The future of forensic genomics is here. Next-generation sequencing (NGS) is “now generation” and is transforming the capabilities of human identification laboratories. Massively parallel sequencing (MPS) systems enable simultaneous analysis of forensically relevant genetic markers to improve efficiency, capacity, and resolution, bringing modern science in place of outmoded DNA fingerprinting.

Background and Limitations of CE-Based DNA Typing

Genotyping of short tandem repeat (STR) loci based on length-based amplicon detection has been used in forensic biology for over 20 years.1-5 This method uses amplification by polymerase chain reaction (PCR) of STRs, separation by capillary electrophoresis (CE) and allele typing using fluorescent fragment sizing.6 Genotyping of short tandem repeats (STRs) on autosomal, X, and Y chromosomes, and different classes of single nucleotide polymorphisms (SNPs), may be performed in separate CE assays and workflows,7 with commercially available solutions or “home brew” approaches.
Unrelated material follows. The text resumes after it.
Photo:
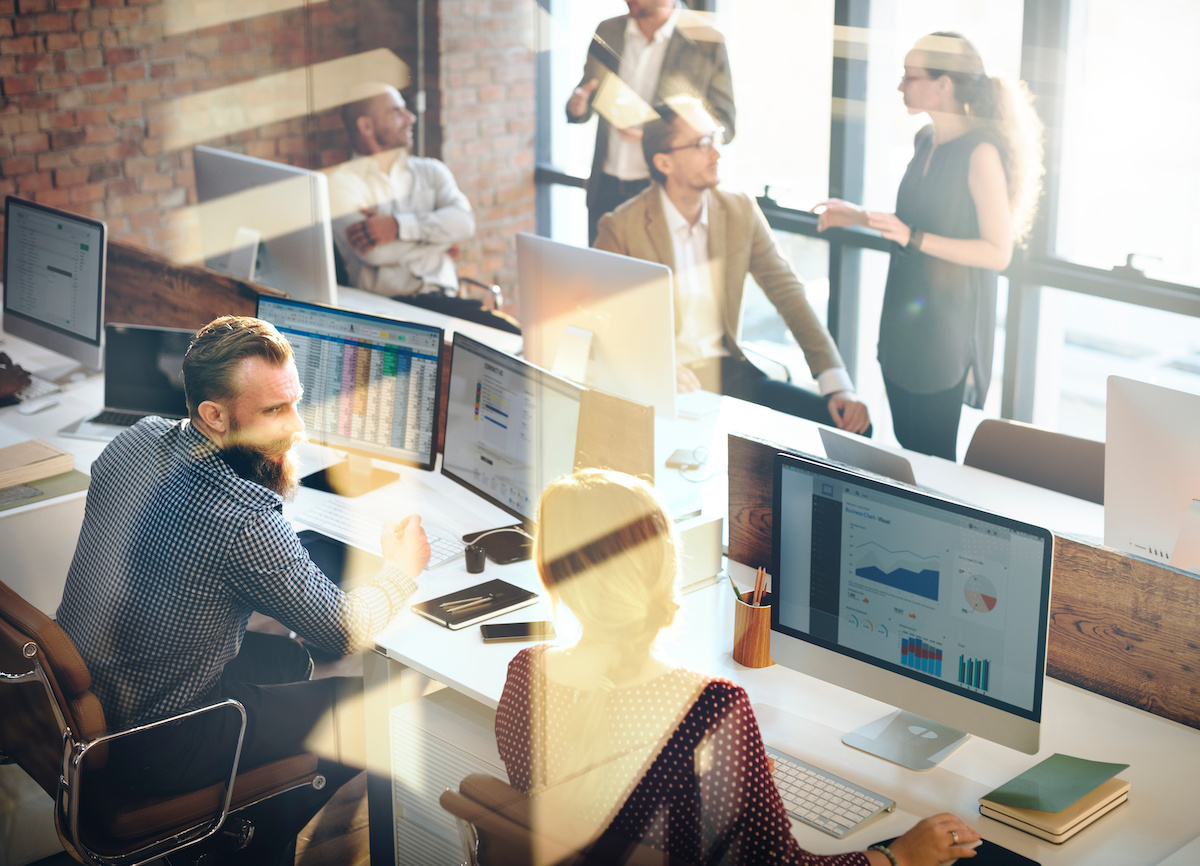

While CE-based assays served the forensic community well for the past two decades, they also bear limitations in throughput, scalability, and allelic resolution. For example, CE limits the total number and classes of loci that can be multiplexed together. This is due in part to the restriction on the number of loci that can be amplified and detected simultaneously to avoid size overlap of fluorescently tagged amplicons. The maximum number to date is limited to ~24 loci using CE.8-9 Second, CE-based assays don’t accommodate sample multiplexing and, therefore, samples must be processed individually. Third, CE-based analysis with length-based typing cannot capture sequence differences present in alleles of the same length. This impedes mixture detection and resolution. Fourth, CE-based typing may not provide complete results on forensic DNA casework samples containing low amounts of template DNA that are either degraded, inhibited, or both. Thus, decisions may be required to determine which assay/workflow might be most effective with these limited, degraded samples a priori. Iterative testing utilizes more input DNA with each kit or method attempted, in search of a “full profile.” Sixth, in the event of exclusionary results or no DNA database hit, CE-based STR DNA results do not provide investigative lead information, and result in a genetic dead end.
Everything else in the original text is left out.